Não obstante, o Sistema de Justiça Criminal brasileiro tem, frequentemente, suspendido e extinguido direitos, à margem da lei, sempre desrespeitando, antes de tudo o direito de defesa (art. , LV, CR).

Assim, diariamente no Brasil, prisões e condenações têm sido determinadas com restrições à atuação da defesa, não se reconhecendo o advogado (público ou privado) como sujeito ativo nas construções das decisões judiciais, mas como um mero “ator legitimador da tirania estatal”, pelo simples fato de presenciar e assinar o ato, como um “privilegiado espectador de uma execução pública”.

A grande questão é que este quadro brasileiro se dá na contramão das grandes Democracias contemporâneas, que, como se sabe, não permitem desrespeitos à atuação defensiva.

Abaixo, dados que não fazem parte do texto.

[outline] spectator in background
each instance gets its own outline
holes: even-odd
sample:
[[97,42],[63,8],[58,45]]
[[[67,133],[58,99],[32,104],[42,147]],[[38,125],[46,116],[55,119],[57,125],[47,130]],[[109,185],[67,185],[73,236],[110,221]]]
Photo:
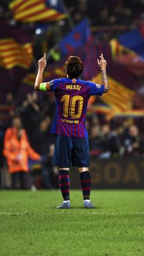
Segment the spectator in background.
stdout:
[[12,188],[17,188],[17,181],[19,180],[19,188],[25,189],[26,174],[29,171],[28,157],[39,160],[40,155],[31,147],[26,131],[22,128],[20,117],[14,117],[12,124],[13,126],[5,131],[3,153],[11,174]]
[[40,119],[40,107],[37,93],[27,94],[27,98],[20,107],[20,112],[23,126],[30,138],[32,136]]
[[144,155],[144,140],[140,135],[139,128],[135,125],[129,127],[128,136],[123,144],[124,156],[140,156]]
[[40,155],[48,154],[49,145],[54,142],[54,138],[49,136],[51,117],[47,116],[41,120],[38,128],[34,133],[32,144],[34,148]]

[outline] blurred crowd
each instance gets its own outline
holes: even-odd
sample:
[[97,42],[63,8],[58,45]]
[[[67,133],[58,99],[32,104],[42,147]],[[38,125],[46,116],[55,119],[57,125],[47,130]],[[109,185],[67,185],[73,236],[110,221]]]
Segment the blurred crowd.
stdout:
[[[13,26],[16,23],[9,9],[10,2],[1,1],[2,26],[7,22]],[[43,52],[48,52],[73,26],[85,16],[89,18],[94,37],[95,33],[99,32],[96,43],[98,40],[109,42],[124,30],[144,23],[144,0],[63,2],[72,23],[71,20],[60,21],[49,24],[48,29],[41,30],[40,35],[35,32],[35,60],[31,68],[32,71],[35,70],[37,60]],[[32,23],[17,25],[35,29]],[[50,58],[49,62],[56,60],[56,58]],[[49,131],[54,115],[55,100],[51,93],[28,93],[26,98],[19,102],[16,95],[9,92],[3,99],[0,106],[0,170],[8,169],[11,174],[10,185],[5,187],[16,188],[18,180],[20,188],[59,187],[58,169],[52,166],[54,136],[50,134]],[[107,121],[104,114],[88,113],[86,125],[91,155],[100,159],[144,156],[143,119],[120,117]],[[28,161],[29,158],[31,161]]]
[[[11,174],[12,187],[16,188],[18,178],[21,188],[26,188],[26,184],[32,189],[58,188],[58,168],[52,166],[54,136],[49,133],[54,95],[34,91],[20,103],[9,93],[4,106],[1,166]],[[86,125],[91,155],[99,159],[144,157],[143,125],[143,119],[113,118],[108,122],[104,114],[88,114]]]
[[[13,26],[35,30],[34,53],[36,62],[33,64],[34,68],[35,68],[37,60],[41,57],[43,52],[48,53],[85,17],[89,20],[93,35],[94,37],[96,35],[96,44],[99,42],[108,42],[121,32],[144,23],[144,0],[63,0],[70,18],[42,26],[40,23],[36,26],[32,23],[16,23],[9,9],[10,1],[1,1],[0,24],[6,22]],[[37,28],[40,29],[38,34],[37,34]],[[59,54],[59,49],[57,51]],[[49,59],[49,62],[57,60],[59,60],[59,55],[55,54]]]

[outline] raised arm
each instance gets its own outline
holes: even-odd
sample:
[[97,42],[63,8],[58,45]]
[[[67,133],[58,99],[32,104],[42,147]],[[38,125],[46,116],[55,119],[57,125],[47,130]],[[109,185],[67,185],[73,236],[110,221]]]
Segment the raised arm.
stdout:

Neste sentido, faz-se necessário conjugar o referido direito de defesa com o de cidadania (art. , II, CR), acrescentando ainda a defesa como “indispensável à administração da justiça” (art. 133, CR).

Isto porque a cidadania além de participação política, é o direito de ser reconhecido pelo Estado como sujeito de direitos, em especial o de não ter qualquer violação, senão na forma da lei.

Daí que respeito às prerrogativas da defesa é um pressuposto para a configuração do direito constitucional de cidadania, na medida em que o real afetado pelo tolhimento da atuação defensiva é o cidadão representado.

É que o advogado (público ou privado), salvo quando atua em causa própria, não pede e nem fala em nome próprio, mas em nome do cidadão representado.

Daí que a restrição de acesso aos autos, o impedimento de “despachar” com a autoridade, a proibição de entrevista reservada com o cliente – entre tantos outros exemplos – é, antes de uma violação de prerrogativa profissional da defesa, um desrespeito à cidadania do cliente.

Ora, quem teve o seu advogado tolhido no exercício profissional, não foi reconhecido como cidadão, uma vez que o Sistema atuou fora da lei, no sentido de suspender ou extinguir direitos do cidadão sem o efetivo direito de defesa.

Não há cidadania sem respeito às prerrogativas da advocacia!

É por isto que o advogado não pode se intimidar diante de abusos de autoridades que restringem, ilegitimamente, a sua atuação, principalmente pelo fato de falar em nome daquele que não tem voz (“jurídica”) e está, não raro, sozinho (muitas vezes sem o apoio da própria família) contra todo um inconsequente e desgovernado aparato punitivo estatal.

Ocorre que, como se tem observado, a despeito de combativos defensores brasileiros, o Sistema de Justiça Criminal brasileiro tem atuado desenfreadamente, sobretudo com o apoio de uma população embriagada pelo discurso punitivo – sempre para o “outro”, é claro.

É por isto que se apresenta urgente um pacto da advocacia (pública e privada) com o cidadão, cabendo-nos uma articulação de um discurso de conscientização da população de que a violação de prerrogativas é uma afronta, antes de tudo, à cidadania do representado e, a partir daí, concluirmos que o verdadeiro papel da defesa no Estado Democrático de Direito é – dentre outros – o de garantir o direito à cidadania, fiscalizando a legalidade da suspensão ou extinção de direitos provocada pelo Poder Punitivo estatal.